The GC Library's e-resource collections expanded over the 1980s and 1990s as vendors licensed digitized scholarly resources to exclusive constituencies. GC library funding increased. With the growth of the Library Network, including the Center for Research Libraries and the IDS Project, the GC Library provides scholars with exponentially more than before. The Graduate Center moved from 42nd St in 1999 to its current location at 34th St. and Fifth Ave., a few blocks away from the NYPL Main branch. Throughout the 2000s, library networks expanded the range of discoverable materials in collaboratively sourced library catalogs and sped delivery of scanned material, even to scholars unaffiliated with research libraries. The 2006 introduction of intra-CUNY library borrowing deepened CUNY support for graduate programs, and established the Graduate Center Library as a hub of intra-library and electronic delivery.

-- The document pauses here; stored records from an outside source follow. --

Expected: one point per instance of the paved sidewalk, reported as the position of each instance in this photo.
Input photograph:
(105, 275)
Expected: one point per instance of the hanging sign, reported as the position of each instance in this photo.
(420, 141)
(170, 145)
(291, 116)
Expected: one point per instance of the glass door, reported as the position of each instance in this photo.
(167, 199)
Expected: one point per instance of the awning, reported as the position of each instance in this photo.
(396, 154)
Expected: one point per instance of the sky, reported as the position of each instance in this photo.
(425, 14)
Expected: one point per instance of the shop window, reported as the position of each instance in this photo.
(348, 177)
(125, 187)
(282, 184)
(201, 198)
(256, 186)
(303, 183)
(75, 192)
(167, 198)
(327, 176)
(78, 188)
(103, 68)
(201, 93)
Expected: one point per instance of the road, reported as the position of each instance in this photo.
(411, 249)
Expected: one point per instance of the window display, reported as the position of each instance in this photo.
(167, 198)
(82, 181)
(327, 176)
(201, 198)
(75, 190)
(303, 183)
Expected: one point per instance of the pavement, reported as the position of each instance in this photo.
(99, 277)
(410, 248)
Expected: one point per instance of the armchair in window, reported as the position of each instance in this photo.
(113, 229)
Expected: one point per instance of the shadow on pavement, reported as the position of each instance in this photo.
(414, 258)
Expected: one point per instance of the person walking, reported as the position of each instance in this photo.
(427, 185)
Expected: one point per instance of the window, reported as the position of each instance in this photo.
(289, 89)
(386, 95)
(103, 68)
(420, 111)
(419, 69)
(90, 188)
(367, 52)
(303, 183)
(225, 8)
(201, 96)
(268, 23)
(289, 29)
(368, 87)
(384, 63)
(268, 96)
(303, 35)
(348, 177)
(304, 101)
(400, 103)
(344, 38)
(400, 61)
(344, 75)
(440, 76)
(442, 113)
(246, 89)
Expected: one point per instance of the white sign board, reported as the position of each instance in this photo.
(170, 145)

GC - NYPL services advanced in 2011 when GC and NYPL administration agreed to allow PhD students to borrow books from the NYPL research collections, picking up and returning select, vetted titles at NYPL. Simultaneously, NYPL and their commercial vendors expanded off-site database access for any NYPL card-holder (not only GC affiliates). Since 2013, NYPL has participated in the GC's yearly OneStop registration to supply all new GC students with borrowing cards, and simultaneously with NYPL barcodes for access to NYPL databases.
NYPL with Columbia and NYU also opened the MaRLI consortium in 2011. NYPL staff will interview any NYC scholar to determine if their needs warrant access to NYU and Columbia collections. In 2015, NYPL boosted interlibrary loan delivery of NYPL titles to the GC Library, allowing GC interlibrary loan borrowers to request delivery of NYPL books for 120-day loans (subject to recall by other borrowers). With this, CUNY GC users may borrow directly from the NYPL research libraries using NYPL catalogs with NYPL library cards, or GC borrowers may request NYPL books for pick-up at the GC through GC interlibrary loan.
In 2016 NYPL improved online access to NYPL's Readex databases to GC scholars, making them available through the GC Library platform, with GC credentials. GC librarians aim to sharpen NYPL's focus on book, article, and e-resource sharing with the CUNY GC by expanding e-resource availability and by keeping MaRLI borrowing a viable option for CUNY graduate students and faculty.